In 2020, the Institute for Health Metrics and Evaluation and UNICEF found that a third of the world’s children have lead poisoning, and estimated that 1.23 million children in the United States have high blood lead levels.

That number will now rise thanks to a change in the way the Centers for Disease Control and Prevention defines lead poisoning.

The agency used to define lead poisoning in children as 5 micrograms per deciliter of a child’s blood. Now, it has lowered that number to 3.5 micrograms per deciliter.
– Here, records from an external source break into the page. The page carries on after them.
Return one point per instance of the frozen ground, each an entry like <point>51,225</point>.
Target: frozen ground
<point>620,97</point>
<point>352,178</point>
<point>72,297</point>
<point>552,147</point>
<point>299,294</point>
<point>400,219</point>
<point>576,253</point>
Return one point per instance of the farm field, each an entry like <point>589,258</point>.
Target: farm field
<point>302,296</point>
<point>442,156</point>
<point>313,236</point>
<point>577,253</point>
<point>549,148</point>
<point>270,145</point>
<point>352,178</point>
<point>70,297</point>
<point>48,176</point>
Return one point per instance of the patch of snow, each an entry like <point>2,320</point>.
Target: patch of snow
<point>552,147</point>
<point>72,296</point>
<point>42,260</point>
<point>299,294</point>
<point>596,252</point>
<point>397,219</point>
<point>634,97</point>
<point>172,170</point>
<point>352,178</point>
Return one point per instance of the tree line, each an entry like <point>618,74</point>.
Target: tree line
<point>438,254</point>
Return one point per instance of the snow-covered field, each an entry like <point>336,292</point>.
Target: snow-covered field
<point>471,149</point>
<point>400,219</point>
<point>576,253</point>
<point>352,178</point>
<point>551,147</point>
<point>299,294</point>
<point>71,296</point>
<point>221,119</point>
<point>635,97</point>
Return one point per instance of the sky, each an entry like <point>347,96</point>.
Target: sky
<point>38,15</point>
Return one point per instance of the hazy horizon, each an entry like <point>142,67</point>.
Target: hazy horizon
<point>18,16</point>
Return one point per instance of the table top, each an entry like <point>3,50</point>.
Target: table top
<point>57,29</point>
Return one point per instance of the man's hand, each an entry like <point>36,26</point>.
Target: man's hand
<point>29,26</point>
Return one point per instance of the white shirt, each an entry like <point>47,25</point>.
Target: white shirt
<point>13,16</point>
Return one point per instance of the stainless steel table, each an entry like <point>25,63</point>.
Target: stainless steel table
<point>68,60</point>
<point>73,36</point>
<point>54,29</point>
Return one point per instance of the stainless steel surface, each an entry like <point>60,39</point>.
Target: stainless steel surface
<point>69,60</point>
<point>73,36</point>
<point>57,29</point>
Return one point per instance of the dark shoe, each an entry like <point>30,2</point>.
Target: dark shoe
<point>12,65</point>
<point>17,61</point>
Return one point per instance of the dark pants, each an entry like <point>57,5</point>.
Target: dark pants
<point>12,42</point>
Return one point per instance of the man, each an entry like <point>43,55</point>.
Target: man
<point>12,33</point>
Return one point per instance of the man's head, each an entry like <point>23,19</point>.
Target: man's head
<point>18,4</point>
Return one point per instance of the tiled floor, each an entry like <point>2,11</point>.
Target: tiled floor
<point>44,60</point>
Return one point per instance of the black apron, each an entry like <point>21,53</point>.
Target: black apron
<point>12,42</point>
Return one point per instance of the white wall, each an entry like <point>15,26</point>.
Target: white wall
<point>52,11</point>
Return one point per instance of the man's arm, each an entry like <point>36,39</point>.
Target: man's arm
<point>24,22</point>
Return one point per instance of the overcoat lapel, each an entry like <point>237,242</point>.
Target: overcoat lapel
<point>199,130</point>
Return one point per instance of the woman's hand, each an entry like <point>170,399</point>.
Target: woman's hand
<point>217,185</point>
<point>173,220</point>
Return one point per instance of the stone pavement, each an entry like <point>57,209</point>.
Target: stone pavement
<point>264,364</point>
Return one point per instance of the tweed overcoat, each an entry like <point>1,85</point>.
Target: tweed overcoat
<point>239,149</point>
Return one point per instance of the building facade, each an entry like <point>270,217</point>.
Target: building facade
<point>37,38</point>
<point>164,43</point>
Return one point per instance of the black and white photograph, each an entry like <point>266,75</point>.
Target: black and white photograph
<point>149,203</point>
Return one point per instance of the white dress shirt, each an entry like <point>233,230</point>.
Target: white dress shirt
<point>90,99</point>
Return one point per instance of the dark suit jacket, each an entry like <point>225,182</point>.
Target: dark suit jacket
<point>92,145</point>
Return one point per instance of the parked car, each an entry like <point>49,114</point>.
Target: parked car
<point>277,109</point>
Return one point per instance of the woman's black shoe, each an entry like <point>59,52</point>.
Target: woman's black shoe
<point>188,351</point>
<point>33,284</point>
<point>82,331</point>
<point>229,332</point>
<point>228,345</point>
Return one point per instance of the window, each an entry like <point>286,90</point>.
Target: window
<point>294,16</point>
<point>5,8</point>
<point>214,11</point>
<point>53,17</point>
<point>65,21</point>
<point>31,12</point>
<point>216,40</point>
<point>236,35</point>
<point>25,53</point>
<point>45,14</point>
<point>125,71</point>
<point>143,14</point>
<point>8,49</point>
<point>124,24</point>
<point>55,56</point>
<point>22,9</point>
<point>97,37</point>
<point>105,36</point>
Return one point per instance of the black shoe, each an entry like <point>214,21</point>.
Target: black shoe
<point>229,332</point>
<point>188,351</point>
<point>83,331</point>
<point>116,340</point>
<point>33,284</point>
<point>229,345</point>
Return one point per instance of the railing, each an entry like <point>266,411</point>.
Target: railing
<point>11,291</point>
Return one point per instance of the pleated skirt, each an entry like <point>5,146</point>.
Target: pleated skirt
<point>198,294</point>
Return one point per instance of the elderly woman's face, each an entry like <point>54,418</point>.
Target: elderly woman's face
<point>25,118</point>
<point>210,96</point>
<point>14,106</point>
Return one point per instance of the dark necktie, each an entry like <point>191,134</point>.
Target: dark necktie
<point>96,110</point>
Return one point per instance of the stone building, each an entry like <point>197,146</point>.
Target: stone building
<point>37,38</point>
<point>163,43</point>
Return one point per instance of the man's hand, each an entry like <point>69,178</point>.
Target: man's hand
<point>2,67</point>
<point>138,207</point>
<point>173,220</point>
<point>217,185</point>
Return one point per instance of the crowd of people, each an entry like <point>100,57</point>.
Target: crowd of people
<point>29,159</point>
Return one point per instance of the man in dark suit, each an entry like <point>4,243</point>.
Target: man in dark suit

The move is in response to recommendations by a committee of experts in child health, toxicology and related areas who are charged with advising the Health and Human Services Department on lead exposure and prevention.

The number of children who meet the criteria is expected to double with the new rule, the Associated Press reports.

A recent study in JAMA Pediatrics found that more than a half-million children tested nationwide had detectable blood lead levels.

Lead poisoning is preventable and can be kept at bay by reducing exposure to lead-based paints, contaminated soil and certain foods, medicines and cosmetic products, usually imported from other countries.

Low-income children and children of color, many of whom live in housing built before national lead-based paint laws were revised in 1978, are disproportionately affected nationwide.

Young children are especially at risk because of their rapid growth and development. They’re also curious and tend to put things in their mouths as they explore the world around them. Their bodies can absorb up to five times as much ingested lead as adults. “No level of lead is safe, and yet half of our nation’s children are at risk of lead exposure, often in their own home,” Health and Human Services Secretary Xavier Becerra said in a news release.